The door opened up to a large room, the floor and walls made of more of that orturium. The floor had luxurious rugs covering it, seemingly no worse the wear for their age. A small desk and chair stood against one wall, a kitchenette against another, but the room was dominated by a bed. It looked so soft, Mercy wanted to run and jump on it like a little kid. It was even made up, and had a huge fluffy blanket and pillows that looked as soft as clouds.
A door led off to the right, to the bathing room she assumed, and beneath the bed were drawers. She crossed to and opened one. She was surprised to find clean clothes. Nothing fancy, but serviceable. Shirts, pants, underthings, all sized for a man. This room had belonged to someone, once. How had all of this survived all this time?
“This room looks like it was frozen in time,” she said.
“It was,” Vera said. “I have cared for the belongings in all of the rooms, prepared for the day when scholars would return here.” Her voice took on a sad note no AI should be able to exhibit. “But they never have.”
The AI appeared next to Mercy, looking around the room as though measuring it with her gaze. “The st
asis cube will not fit comfortably in here with you. It would hinder your movements. Shall I put it in one of the other rooms?”

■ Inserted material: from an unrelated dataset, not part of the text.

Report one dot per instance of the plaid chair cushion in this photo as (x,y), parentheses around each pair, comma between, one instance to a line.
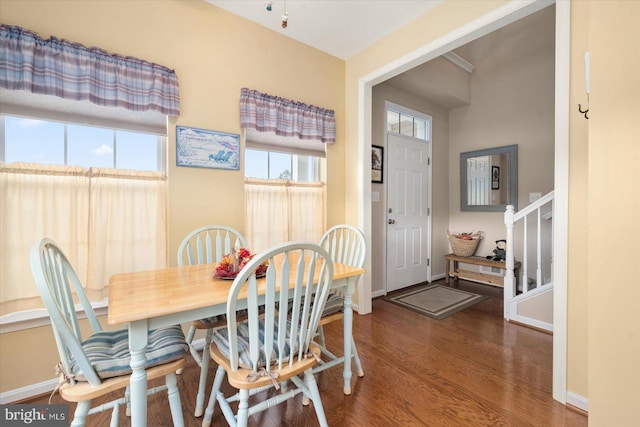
(108,351)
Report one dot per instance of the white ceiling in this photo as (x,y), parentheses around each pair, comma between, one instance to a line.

Mercy hesitated. Part of her balked at being separated from Cannon. But he was as safe as he could get inside that stasis field. “The room next door, please.”
“Of course. There is running water. Heat and cooling are voice activated. Can I assist you in anything else?”

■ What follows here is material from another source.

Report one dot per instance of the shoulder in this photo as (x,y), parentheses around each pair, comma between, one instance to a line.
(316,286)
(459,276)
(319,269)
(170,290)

Mercy took a deep breath. “Just let me know if anyone comes through the entrance upstairs.”
“I have said I will.” Was that a trace of annoyance in the AI’s voice?
“Thank you, Vera.”
“You are most welcome.” The AI vanished, effectively leaving Mercy alone.

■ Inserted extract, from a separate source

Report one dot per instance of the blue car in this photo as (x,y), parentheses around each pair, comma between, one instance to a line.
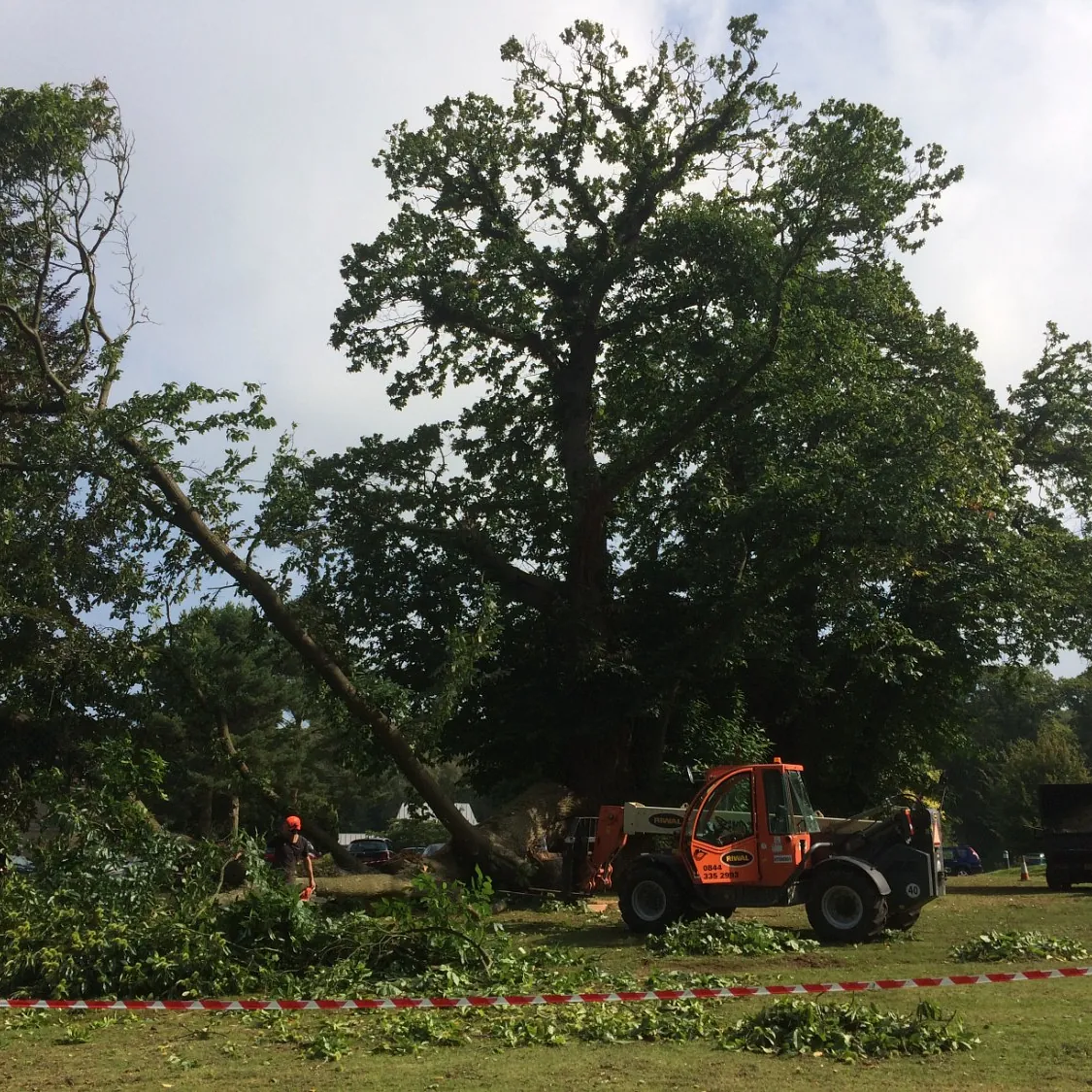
(961,861)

With a sigh, Mercy began the painstaking process of removing the tattered remains of Sebastian’s clothing. They were filthy, and she’d rather not put him in the bed like that. She used the cloth Vera had given her and some of that running water to clean him better than she’d managed before, and then got him settled on one side of the thankfully large bed.
With no reserves left to draw upon, she crawled into bed beside him. It cushioned her in a cocoon of softness, and she let the wave of exhaustion fall over her. “Lights off.”
There were no windows. The room plunged into darkness, and Mercy allowed herself the luxury of closing her eyes. Sleep would be good, but she had a different goal in mind. A way she might reach Sebastian, and help him wake up.
As she drifted off, she thought of Lilith. She focused on her grandmother, on the space she occupied outside of the physical world. She prayed this would work.
The first thing Mercy noticed was the breeze on her face. She opened her eyes, expecting to see Lilith's house.
Instead, she stared out at ocean waves. Blue-green water glittered beneath a yellow sun that hung low in the sky. White froth tumbled over a black sand beach unlike anything she'd ever seen.
Her eyes watered as the wind whipped her hair around her face. No, this was wrong. Why was she here? She needed Lilith.
She turned in a circle, casting her gaze down an endless length of beach that stretched into the distance in either direction. Cliffs rose behind her, intimidating and seemingly impassable.